The volatility of the party system with the growth in minor parties like the Greens and Reform means that many councillors could be elected on very low vote shares, and outcomes could be determined at the point of publication of who has been nominated as the pattern of which parties stand where will have a huge impact, for example on whether the right-wing vote in a ward is split between the Conservatives and Reform, or indeed an independent, or consolidates behind just one candidate.

There are at least four ways of measuring Labour’s national performance: national projected vote share (which the BBC calculates for the whole country, including areas not voting this year), raw number of councillors, number of councillors gained or lost and number of councils controlled.

Looking first at projected national vote share, the estimated figures the BBC uses are as follows:

2010: 29% (general election result)

2011: 37%

2012: 38%

2013: 29%

2014: 31%

2015: 30% (general election result)

2016: 31%

2017: 27%

2018: 35%

2019: 28%

2020: No election due to Covid

2021: 29%

2022: 35%

2023: 35%

2024: 34%

National vote share in local elections for Labour is always lower than the Westminster opinion polls, because the Greens, Lib Dems and Independents perform better in local than in general elections, when they get squeezed.

Raw number of councillors is the national (Great Britain) total figure, including all the thousands of councillors not up for election (by-elections and changes of party make it difficult to track the exact figure):

2010: 4,831

2011: 5,691

2012: 6,559

2013: 6,850

2014: 7,098

2015: 6,895

2016: 6,859

2017: 6,297

2018: 6,468

2019: 6,323

2021: 5,656

2022: 5,904

2023: 6,415

2024: 6,600

Number of gains or losses. For comparison, here are the years since Margaret Thatcher came to power in which Labour has made net gains (in the other 18 years not listed, we lost seats):

1980: +601 Labour councillors

1981: +988

1983: +8

1984: +88

1986: +13

1988: +76

1989: +35

1990: +284

1991: +584

1993: +111

1994: +44

1995: +1,204

1996: +468

2010: +372

2011: +860

2012: +847

2013: +288

2014: +256

2018: +79

2022: +108

2023: +536

2024: +185

An obvious point from the above list is that Labour has never made net gains while it is in power nationally.

Control of councils.
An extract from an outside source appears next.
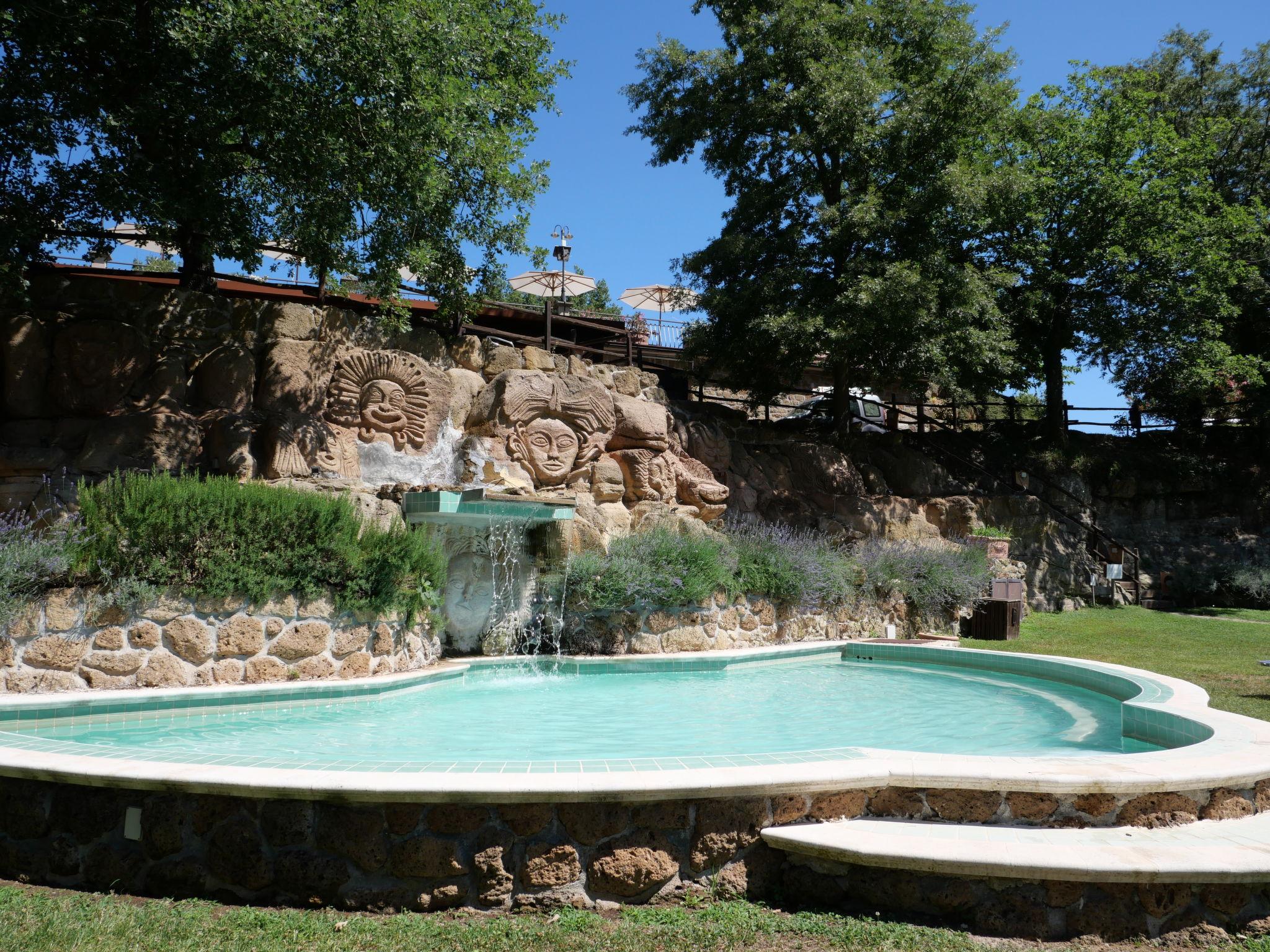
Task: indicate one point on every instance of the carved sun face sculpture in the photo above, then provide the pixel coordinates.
(388, 395)
(384, 409)
(550, 448)
(469, 596)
The number of councils that Labour has controlled has been as follows:

2002 – 136

2003 – 103

2004 – 94

2005 – 92

2006 – 75

2007 – 58

2008 – 46

2009 – 37

2010 – 54

2011 – 81

2012 – 114

2013 – 117

2014 – 120

2015 – 114

2016 – 114

2017 – 107

2018 – 105

2019 – 99

2021 – 91

2022 – 96

2023 – 116

2024 – 121

Labour now controls more councils than at any time since 2002, despite many district councils having been abolished during this period.
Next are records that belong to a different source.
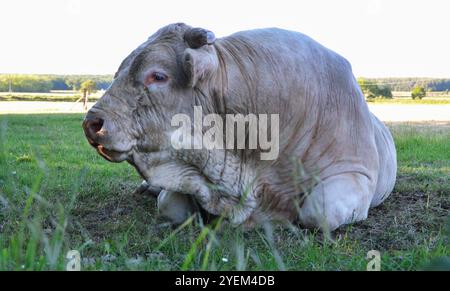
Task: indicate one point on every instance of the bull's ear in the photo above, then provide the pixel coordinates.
(198, 37)
(200, 58)
(199, 64)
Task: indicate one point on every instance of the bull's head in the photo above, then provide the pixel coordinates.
(157, 80)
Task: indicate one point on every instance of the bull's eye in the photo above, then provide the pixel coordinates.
(155, 77)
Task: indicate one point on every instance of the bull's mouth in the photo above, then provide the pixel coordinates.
(109, 154)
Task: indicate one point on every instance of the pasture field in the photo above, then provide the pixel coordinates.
(437, 98)
(57, 194)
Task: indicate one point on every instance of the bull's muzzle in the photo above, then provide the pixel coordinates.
(92, 129)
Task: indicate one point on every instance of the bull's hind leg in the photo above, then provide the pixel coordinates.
(337, 200)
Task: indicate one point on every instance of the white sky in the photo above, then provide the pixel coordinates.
(385, 38)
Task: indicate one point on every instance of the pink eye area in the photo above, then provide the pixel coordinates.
(155, 77)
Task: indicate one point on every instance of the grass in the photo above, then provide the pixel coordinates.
(57, 194)
(59, 96)
(410, 101)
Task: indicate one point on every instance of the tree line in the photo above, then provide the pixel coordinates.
(46, 83)
(408, 84)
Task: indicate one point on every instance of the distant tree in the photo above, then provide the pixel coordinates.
(87, 87)
(418, 92)
(372, 90)
(73, 83)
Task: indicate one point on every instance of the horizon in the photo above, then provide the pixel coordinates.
(380, 38)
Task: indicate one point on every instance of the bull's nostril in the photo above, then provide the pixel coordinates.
(92, 127)
(96, 125)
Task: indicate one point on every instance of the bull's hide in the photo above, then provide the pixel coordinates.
(331, 159)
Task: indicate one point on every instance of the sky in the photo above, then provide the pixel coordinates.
(381, 38)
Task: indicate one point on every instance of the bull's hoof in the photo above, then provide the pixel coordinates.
(147, 190)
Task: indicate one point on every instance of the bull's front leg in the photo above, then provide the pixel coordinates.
(147, 190)
(186, 180)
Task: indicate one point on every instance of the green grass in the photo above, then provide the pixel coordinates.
(410, 101)
(53, 97)
(57, 194)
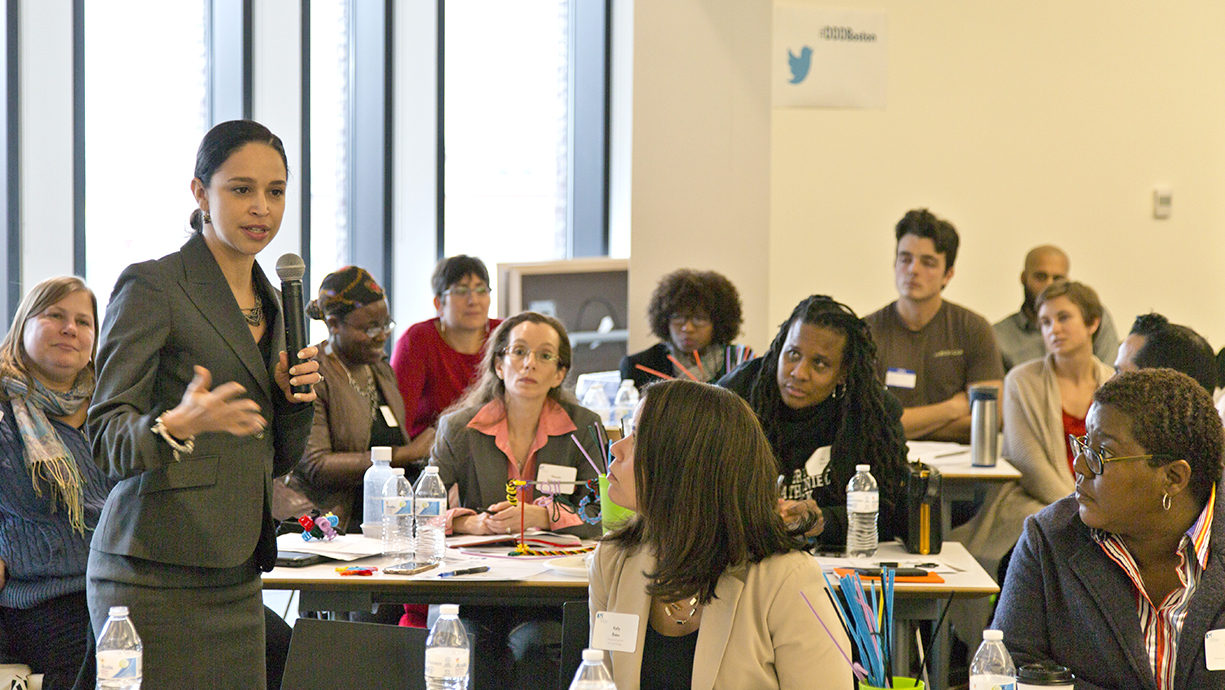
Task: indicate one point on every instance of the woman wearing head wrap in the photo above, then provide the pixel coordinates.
(358, 407)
With a couple of months to go, we know that this set of election results will be small, unpredictable, interesting and messy. It will certainly generate some media and political excitement, but with four years to go until the next General Election, it may not tell us very much about the real electoral fundamentals – for that we will need to wait for the far bigger set of elections in May 2026.